We developed this study to identify possible benefits of MACS sperm selection in specific a group such male factor patients, avoiding include female factor in the study group. However, we are aware of our limitations such as a lack of randomization and an absence of sperm DNA fragmentation assessment for the cohort of patients. Considering this point, sperm DNA fragmentation tests are complex, involving high cost technology and strict quality controls, elements that we could not be sure during the sample collection. Nevertheless, confirm patients with different levels of apoptosis and/or DNA fragmentation could definitely be beneficial for further clinical application and research. Moreover, it could really important to study specific group of patients taking account the oocyte repair capacity, especially in young women due to this sperm selection improvements may could benefit older women with decreased DNA repair capacity.

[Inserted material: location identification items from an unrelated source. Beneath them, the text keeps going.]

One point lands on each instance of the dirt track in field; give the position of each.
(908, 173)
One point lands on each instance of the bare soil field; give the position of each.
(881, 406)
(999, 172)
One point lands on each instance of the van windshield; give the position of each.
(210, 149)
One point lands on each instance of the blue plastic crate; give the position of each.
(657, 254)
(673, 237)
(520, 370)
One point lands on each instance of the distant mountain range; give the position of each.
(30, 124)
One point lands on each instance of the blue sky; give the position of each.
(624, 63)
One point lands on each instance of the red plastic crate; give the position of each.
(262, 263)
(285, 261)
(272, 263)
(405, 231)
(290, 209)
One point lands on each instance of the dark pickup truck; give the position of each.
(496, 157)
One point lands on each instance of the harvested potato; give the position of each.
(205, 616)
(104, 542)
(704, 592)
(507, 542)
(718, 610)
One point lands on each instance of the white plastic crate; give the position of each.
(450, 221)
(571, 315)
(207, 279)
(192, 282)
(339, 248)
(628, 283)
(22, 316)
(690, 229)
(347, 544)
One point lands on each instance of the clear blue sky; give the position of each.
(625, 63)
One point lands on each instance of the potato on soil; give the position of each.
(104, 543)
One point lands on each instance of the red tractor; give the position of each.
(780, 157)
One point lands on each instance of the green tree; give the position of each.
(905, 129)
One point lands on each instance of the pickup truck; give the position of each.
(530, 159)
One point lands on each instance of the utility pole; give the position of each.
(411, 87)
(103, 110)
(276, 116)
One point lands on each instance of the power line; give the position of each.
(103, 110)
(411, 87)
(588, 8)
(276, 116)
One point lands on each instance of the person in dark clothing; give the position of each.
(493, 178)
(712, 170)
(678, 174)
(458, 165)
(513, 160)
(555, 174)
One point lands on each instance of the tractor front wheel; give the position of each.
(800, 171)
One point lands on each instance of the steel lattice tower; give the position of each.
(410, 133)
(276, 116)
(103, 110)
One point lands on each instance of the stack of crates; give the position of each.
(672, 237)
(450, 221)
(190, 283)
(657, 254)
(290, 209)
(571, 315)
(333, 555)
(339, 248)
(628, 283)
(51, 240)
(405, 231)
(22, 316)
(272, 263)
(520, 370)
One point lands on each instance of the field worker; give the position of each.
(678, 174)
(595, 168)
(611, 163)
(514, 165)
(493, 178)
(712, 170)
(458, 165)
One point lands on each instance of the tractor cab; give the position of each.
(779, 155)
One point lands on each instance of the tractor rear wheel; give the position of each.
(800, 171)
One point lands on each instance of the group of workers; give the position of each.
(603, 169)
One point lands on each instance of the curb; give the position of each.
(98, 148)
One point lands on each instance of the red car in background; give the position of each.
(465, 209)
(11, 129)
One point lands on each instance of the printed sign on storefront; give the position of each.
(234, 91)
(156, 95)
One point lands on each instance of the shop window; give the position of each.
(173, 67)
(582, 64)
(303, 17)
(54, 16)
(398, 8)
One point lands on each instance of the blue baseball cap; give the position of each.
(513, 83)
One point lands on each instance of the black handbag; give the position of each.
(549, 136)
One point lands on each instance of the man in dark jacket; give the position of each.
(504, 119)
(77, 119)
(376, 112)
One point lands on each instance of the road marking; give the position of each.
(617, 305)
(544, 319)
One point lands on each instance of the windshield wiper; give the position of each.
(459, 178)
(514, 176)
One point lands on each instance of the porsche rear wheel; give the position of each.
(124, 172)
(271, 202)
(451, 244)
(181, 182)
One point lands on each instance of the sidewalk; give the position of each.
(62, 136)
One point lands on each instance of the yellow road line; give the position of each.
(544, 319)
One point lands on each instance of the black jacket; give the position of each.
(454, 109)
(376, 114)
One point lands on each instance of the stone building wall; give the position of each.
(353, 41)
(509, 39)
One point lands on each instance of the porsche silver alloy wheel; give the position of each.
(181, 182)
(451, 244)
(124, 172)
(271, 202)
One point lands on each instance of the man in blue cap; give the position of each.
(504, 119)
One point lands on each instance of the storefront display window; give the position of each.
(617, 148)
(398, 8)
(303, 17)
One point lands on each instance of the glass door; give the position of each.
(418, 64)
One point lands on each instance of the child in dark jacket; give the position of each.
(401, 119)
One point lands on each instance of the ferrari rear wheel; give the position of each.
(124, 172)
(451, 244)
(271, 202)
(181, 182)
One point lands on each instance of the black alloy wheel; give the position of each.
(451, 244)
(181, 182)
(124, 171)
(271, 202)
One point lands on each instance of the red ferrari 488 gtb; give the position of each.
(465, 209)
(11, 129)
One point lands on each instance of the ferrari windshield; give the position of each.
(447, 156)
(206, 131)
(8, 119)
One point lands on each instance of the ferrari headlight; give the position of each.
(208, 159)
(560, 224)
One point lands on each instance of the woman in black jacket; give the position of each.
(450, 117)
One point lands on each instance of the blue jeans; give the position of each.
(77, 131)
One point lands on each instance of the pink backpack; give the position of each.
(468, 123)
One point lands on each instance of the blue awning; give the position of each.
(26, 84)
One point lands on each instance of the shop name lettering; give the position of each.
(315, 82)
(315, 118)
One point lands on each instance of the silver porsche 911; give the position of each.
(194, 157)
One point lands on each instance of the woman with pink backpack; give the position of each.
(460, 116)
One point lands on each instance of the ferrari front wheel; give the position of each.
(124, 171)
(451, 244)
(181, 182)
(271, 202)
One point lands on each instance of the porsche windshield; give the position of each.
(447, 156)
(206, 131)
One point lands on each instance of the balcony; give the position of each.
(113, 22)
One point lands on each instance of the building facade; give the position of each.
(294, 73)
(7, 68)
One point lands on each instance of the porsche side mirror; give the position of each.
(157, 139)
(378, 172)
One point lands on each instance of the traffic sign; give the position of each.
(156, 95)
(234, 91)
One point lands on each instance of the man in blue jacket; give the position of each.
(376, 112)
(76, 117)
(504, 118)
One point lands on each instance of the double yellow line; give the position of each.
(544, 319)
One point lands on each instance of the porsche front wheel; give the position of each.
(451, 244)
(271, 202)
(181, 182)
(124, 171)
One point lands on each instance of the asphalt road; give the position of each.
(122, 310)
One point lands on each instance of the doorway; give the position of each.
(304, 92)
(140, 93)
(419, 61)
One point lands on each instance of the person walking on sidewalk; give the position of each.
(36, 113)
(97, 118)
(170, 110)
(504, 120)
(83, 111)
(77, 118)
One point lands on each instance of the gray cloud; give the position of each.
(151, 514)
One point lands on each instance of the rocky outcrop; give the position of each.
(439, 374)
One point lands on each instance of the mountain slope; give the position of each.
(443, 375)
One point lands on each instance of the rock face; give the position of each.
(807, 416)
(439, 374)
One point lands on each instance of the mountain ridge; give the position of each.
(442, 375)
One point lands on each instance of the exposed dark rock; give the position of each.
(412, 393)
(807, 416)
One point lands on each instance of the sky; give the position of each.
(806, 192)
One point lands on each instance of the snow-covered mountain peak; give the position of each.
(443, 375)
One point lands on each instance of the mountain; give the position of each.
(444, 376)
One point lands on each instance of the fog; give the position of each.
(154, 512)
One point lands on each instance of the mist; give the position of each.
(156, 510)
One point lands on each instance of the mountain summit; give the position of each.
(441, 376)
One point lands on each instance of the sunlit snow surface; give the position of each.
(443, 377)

The MACS sperm selection of human spermatozoa is a safe, simple and suitable method for sperm preparations for ICSI use in a clinical setting due to it shows comparable results with our standard routine methods. However, it did not show general outcomes improvements compared to our conventional sperm preparation method swim-up. Although the results of the present study suggest that there are no differences in reproductive outcomes for either male factor or normozoospermic patients we found differences in implantation rate on ETD5, that should be further studied in a controlled and randomized manner. Studies in certain specific group of patients should be carried out in order to identify benefits of novel sperm selection methods, especially considering potential benefits in women depending on age and their oocyte quality. Thus, further studies are required to identify real improvements in extended embryo culture and male infertility factor.
We acknowledge the academic direction of Clinica las Condes for the grant PI-011 to develop this study and all support given through its process.